Jour 351

Ce qui je regrette le plus, c'est que Damien n'ait même pas attendu que je souffle mes bougies pour partir. On aurait pu faire les vieux ensemble, on aurait bien rigolé tous les deux.
Au lieu de ça, j'ai eu droit à un petit repas préparé par mon fils et qu'on a mangé à la va-vite devant un film en attendant qu'il soit l'heure d'aller travailler.
Ce n'est pas vraiment comme ça que j'avais imaginé mon dernier anniversaire. Mais je ne peux pas en vouloir aux autres. Moi non plus, je n'avais pas trop la tête à ça. Mais Achille a quand même voulu marquer le coup, peut-être en pensant me redonner un peu le sourire. Et ça a marché, l'espace de quelques minutes. Et puis la réalité a repris ses droits. Mais rien que pour ces quelques instants, je ne l'en aime que plus, si c'est possible.
Si seulement les circonstances avaient été différentes.

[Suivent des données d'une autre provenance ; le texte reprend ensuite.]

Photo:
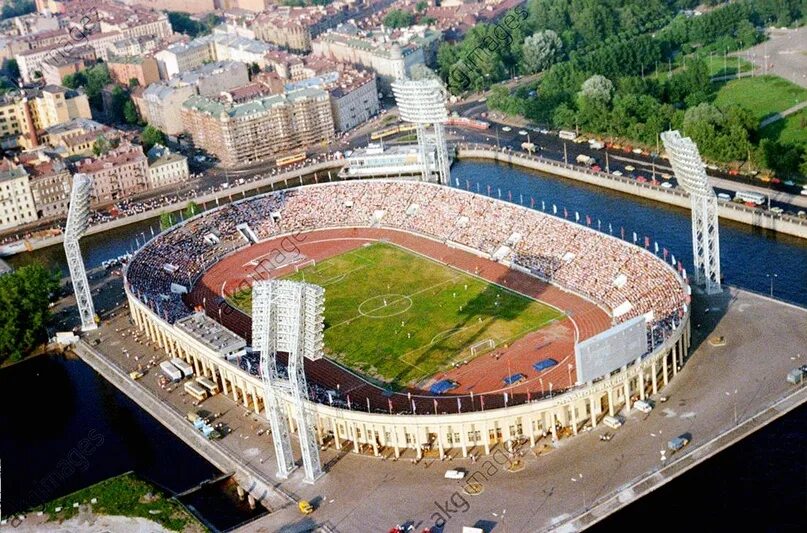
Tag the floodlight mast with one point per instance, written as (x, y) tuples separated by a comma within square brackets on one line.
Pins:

Et pour ne rien arranger à mon moral., je vais devoir redoubler d'efforts au boulot, tout en me fatiguant deux fois plus vite. Mon heure de gloire est passé, je ne vais plus pouvoir compter uniquement sur ma popularité. Parce qu'une petite vieille dans un lieu branché où les petits jeunes aiment se retrouver, ça fait un peu tache. Et personne ne veut voir ça. Ils n'ont pas besoin d'avoir un rappel de ce qui les attends quand ils sont là pour se détendre et oublier un peu le quotidien.
Peut-être qu'il est temps que je cherche un lieu de travail un peu plus approprié. Un truc plus calme, plus convivial, où les gens m'apprécieront à ma juste valeur et ne me jugeront pas seulement sur mon apparence.
Ça ne serait qu'anticiper l'inévitable. Il ne faut pas que je me voile la face. Il ne serait pas étonnant qu'on me pousse doucement vers la sortie en me demandant si je ne serais pas intéressée par une retraite bien méritée ou en me remisant dans un placard où personne ne me verra. 
Il n'y a même pas un maigre espoir qu'on me propose un poste de manager. Les critères de bases sont les mêmes pour tous les postes là bas.
Dire qu'il y a quelques jours, je me sentais si bien et je me voyais déjà au sommet. La chute sera plus dure, comme on dit.
Cette stupide catastrophe aurait pu nous rendre insensible aux ravages du temps, au lieu d'accélérer notre développement. J'ai comme l'impression que plus on vieillit, plus on se fait avoir.